Methods: This study was a retrospective analysis of patients with hematopoietic malignancies who received their first allo-HCT with Flu/Mel/TBI from between January 2005 to December 2015. Patients were included for Flu/Mel/TBI treatment for elderly, those with a recent fungal infection or organ dysfunction. Flu/Mel/TBI consists of intravenous Flu (125-150 mg/m²), Mel (140 mg/m²), and TBI (2-4 Gy). GVHD prophylaxis consists of tacrolimus and short-term methotrexate with or without low-dose anti-thymocyte globulin (ATG). The primary end point was non-relapse mortality (NRM) on day 100. As the secondary end point, we verified the effects about Flu/Mel/TBI for patients with non-remission.

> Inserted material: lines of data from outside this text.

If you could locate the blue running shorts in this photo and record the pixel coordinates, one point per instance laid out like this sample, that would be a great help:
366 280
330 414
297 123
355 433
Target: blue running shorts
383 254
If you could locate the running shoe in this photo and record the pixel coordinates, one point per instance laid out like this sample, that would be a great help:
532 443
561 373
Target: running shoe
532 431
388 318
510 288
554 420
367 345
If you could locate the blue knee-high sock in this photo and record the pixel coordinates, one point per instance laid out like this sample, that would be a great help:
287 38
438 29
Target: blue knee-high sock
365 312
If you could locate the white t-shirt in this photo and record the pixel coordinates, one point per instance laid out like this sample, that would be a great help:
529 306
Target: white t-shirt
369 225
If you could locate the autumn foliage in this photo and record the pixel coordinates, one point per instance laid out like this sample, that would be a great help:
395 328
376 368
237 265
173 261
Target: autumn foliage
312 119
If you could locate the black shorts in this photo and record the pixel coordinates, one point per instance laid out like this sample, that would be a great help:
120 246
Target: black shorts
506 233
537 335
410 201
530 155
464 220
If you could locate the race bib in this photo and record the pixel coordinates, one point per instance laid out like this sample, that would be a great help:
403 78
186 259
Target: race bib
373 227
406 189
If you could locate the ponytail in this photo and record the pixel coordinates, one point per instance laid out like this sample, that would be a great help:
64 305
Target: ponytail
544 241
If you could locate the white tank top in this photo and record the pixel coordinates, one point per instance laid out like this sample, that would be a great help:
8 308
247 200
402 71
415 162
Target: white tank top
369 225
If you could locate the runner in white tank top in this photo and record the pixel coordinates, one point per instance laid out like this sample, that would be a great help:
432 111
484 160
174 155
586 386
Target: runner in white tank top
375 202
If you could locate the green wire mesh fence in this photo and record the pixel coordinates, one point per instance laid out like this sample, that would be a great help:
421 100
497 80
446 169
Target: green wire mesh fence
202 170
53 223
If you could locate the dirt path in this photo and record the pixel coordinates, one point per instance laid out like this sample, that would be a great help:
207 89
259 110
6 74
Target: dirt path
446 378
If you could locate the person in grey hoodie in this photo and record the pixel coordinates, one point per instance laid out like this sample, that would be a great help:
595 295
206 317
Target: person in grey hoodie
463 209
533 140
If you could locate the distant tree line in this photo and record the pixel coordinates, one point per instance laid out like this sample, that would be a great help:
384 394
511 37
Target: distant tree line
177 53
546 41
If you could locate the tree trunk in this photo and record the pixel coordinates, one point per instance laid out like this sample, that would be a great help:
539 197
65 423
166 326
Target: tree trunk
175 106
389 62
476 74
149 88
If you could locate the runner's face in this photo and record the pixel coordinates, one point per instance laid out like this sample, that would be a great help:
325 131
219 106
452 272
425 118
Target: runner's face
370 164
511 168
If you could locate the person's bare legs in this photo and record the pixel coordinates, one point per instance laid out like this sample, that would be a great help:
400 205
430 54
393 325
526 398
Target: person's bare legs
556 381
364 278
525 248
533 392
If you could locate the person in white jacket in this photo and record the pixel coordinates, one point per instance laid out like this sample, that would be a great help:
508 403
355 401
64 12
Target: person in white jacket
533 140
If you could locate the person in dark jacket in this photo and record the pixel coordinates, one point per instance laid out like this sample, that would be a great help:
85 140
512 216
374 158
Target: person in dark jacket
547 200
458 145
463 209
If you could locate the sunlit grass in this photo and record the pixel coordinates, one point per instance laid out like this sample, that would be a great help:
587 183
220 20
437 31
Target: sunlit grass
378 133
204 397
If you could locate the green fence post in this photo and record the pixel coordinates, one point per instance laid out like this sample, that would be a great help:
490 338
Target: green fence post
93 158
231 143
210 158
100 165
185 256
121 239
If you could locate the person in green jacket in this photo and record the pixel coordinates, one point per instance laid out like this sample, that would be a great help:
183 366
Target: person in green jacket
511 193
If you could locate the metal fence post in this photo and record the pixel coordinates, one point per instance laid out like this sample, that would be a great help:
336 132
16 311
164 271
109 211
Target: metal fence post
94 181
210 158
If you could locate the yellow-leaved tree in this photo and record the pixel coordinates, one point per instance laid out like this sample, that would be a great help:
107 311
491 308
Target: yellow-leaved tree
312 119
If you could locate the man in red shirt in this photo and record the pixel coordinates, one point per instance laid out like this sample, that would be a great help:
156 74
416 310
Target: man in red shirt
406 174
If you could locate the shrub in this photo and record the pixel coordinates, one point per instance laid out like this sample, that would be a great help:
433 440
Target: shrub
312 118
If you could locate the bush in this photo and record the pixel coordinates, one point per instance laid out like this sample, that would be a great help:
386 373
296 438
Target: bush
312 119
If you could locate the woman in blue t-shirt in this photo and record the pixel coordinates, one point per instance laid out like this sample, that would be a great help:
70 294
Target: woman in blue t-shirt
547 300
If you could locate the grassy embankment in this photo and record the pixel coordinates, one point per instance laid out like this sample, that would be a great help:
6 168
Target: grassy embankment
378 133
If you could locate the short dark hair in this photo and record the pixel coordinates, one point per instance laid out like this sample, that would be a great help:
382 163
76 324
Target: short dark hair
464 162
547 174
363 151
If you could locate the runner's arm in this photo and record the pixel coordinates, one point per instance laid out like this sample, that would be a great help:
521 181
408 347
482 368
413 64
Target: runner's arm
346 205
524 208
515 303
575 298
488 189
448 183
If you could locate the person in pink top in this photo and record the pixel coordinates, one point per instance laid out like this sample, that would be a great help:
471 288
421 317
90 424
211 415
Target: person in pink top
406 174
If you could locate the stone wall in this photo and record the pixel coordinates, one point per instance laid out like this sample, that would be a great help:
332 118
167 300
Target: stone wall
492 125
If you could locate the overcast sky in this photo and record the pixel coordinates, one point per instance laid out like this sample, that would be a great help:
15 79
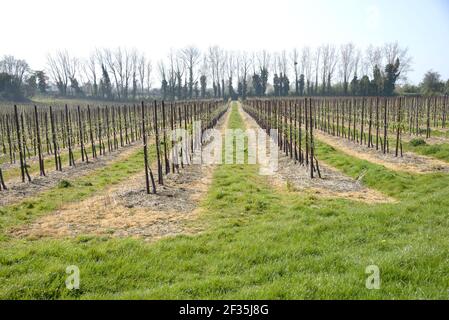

Results: From January 2005 to December 2015, 168 patients received conditioning regimens with Flu/Mel/TBI. The median age was 59 years (16-71 years). Hematopoietic malignancies consisted of acute myeloid leukemia (AML) (n=74), myelodysplastic syndrome (MDS) (n=63), acute lymphoblastic leukemia (ALL) (n=12), malignant lymphoma (ML) (n=10), chronic myeloid leukemia (CML) (n=5), adult T-cell leukemia (ATL) (n=2), acute myeloid/NK cell leukemia (n=1), and chronic active Epstein-Barr virus infection (CAEBV) (n=1). Twenty-eight donors were HLA matched siblings, 6 were mismatched siblings, and 2 were haplo-identical donors. Of these, 55 had matched unrelated bone marrow donors, and 47 had 1-allele mismatched unrelated donors and 30 cord blood donors. With regard to disease status at allo-HCT, 44 patients (26.0%) were in remission and 124 patients (74.0%) were non-remission. Forty-nine patients were administered low-dose ATG. The median observation period of survivors was 2021 days (758-4660 days). Neutrophil engraftment was achieved in 89.3%. Median neutrophil recovery to over 500/µl was obtained on day 19 (11-87). Cumulative incidence of NRM at day 100 was 17.4%. Early death, defined as death before day 100, from allo-HCT occurred in 32 patients. Three patients had early relapse. Causes for NRM were infection in 15 patients (8 pneumonia, 7 sepsis), acute cardiac failure in 3 patients, cerebral hemorrhage in 2 patients, thrombotic microangiopathy in 2 patients, acute GVHD in 1 patient, hemophagocytic syndrome in 1 patient, and 5 other causes. NRM rates at day 100 by disease status at allo-HCT showed no significant differences (remission: 15.9% vs non-remission: 17.9%, p=0.15). Overall survival (OS) and disease-free survival (DFS) at 2 years were 50.6% and 43.5%, respectively. Survival rates with regard to disease status showed significant differences. Patients in remission had a 2-year OS of 65.9%, whereas patients in non-remission had a 2-year OS of 45.2% (p=0.031). Patients in remission had a 2-year DFS of 59.1%, whereas patients in non-remission had a 2-year DFS of 37.9% (p=0.016). Cumulative incidences of grade 2-4 and 3-4 acute GVHD were 30.7% and 17.1%, respectively. Cumulative incidence of relapse at 2 years was 29.8%.

Conclusion: The current study proved that disease status at allo-HCT were mainly in non-remission. In such a situation, RIC using Flu/Mel/TBI was well tolerated with relatively low NRM, and was sufficient to allow engraftment for elderly or frail patients with hematopoietic malignancies.